London Arbitration 31/22 is another reminder that once laytime starts it runs continuously unless interrupted by a laytime exception or a laytime definition or through delay due to the fault of the ship owner.
The vessel was chartered on an amended Gencon 94 form to carry wheat from Russia to Turkey. On Friday 17 September the vessel tendered NOR and was ordered by the harbour master to remain at anchor pending authorisation being given for cargo samples to be taken and analysed. The charterers’ agent then told owners’ operations manager not to send cargo documents to the discharge port agents and not to allow sampling, berthing and discharging as the receiver had not yet paid for the cargo.
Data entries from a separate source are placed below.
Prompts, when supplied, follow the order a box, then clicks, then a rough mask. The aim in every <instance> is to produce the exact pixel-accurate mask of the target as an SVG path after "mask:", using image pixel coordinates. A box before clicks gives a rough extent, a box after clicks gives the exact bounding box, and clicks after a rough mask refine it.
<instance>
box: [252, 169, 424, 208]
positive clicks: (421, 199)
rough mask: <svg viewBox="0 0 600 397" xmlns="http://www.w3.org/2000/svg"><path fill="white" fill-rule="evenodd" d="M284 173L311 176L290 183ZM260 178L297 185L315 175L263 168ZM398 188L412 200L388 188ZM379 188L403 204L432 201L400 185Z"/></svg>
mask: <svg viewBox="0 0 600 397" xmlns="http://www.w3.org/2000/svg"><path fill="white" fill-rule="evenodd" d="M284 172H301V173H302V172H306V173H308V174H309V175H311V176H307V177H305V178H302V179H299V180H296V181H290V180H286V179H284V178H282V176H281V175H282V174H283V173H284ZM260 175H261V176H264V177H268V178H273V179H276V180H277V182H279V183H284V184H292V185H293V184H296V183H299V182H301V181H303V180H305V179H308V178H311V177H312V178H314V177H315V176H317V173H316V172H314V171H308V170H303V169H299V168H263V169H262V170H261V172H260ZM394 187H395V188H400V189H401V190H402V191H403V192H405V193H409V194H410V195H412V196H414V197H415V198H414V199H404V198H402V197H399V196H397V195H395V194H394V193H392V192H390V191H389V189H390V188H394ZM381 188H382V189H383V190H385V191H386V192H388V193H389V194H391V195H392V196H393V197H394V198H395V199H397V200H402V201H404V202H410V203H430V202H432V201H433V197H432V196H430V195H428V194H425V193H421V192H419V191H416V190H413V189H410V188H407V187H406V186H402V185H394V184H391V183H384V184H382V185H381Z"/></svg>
Eventually charterers permitted sampling and discharge on 29 September and discharge completed on 2 October.
As well as the laytime provisions, under which time would have started to run on 20 September, the voyage charter in question had two separate provisions dealing with time lost, and the question was which applied in the circumstances attending the vessel’s delay at the discharge port.
These two provisions were:
“TIME LOST WAITING FOR CARGO ANALYSES AND/OR LABORATORY TESTING AND/OR IMPORT AND/OR EXPORT FORMALITIES IF ANY TO COUNT AS LAYTIME OR TIME ON DEMURRAGE W/O WEATHER INTERRUPTIONS AND/OR ANY EXCEPTIONS.” (Provision 1.)
“TIME LOST DUE TO CHARTERERS’ INSTRUCTIONS AND/OR FAULT TO BE REIMBURSED BY CHARTERERS AS DAMAGES FOR DETENTION.” (Provision 2.)
The owners claimed damages for detention at the demurrage rate under Provision 2 for the period from tender of NOR on 17 September until 29 September when the charterers authorised the taking of samples. The tribunal held that this claim must fail because the time lost waiting for cargo sampling clearly fell under the express terms of Provision 1. The arbitrator found that time lost on arrival was due to the failure by the charterers to authorise/arrange for cargo samples to be taken, a problem that was caused by lack of payment for the cargo which fell within Provision 1. Provisions 1 and 2 appeared consecutively in the fixture recap and the parties could not have intended there to be any overlap between them, and time lost for reasons covered in Provision 1 could not come within the time lost in Provision 2.
Had the arbitrator found that Provision 2 applied, he would have been inclined to accept charterers’ argument that laytime would have started on 29 September and demurrage would have been unlikely to have accrued. Therefore, the arbitrator might have accepted that, given the evidence of lower demurrage rates in similar charters, damages for detention up to 29 September would have been assessed at a rate lower than the charter demurrage rate.
The owners also presented two alternative laytime statements and the arbitrator held that their second was correct. Under this laytime began at 08.00 on Monday 20 September and the vessel went on demurrage from 13.30 on 23 September until discharging was completed at 17.00 on Saturday 2 October.
The charterers argued that “cargo analyses and laboratory testing” did not include “cargo sampling” but the arbitrator considered that the wording in Provision 1 covered any delay in the import formalities after arrival at the discharge port, including the charterers authorising the taking of samples, analysis, communication of the results and allocation of a berth.
The arbitrator also rejected charterers’ claims that time did not count during ‘port congestion’ nor for ‘weather interruption’, alternatively was suspended by duty pilot due to bad weather. Time lost on arrival was due to the failure by the charterers to authorise/arrange for cargo samples to be taken, a problem that was caused by lack of payment for the cargo which came within Provision 1 and the charterers were wrong to argue that congestion was a circumstance obstructing the sampling/berthing/discharging, which was beyond their control. Once a valid NOR was tendered and took effect, laytime ran continuously against the laytime allowed. Congestion was therefore a charterers’ risk.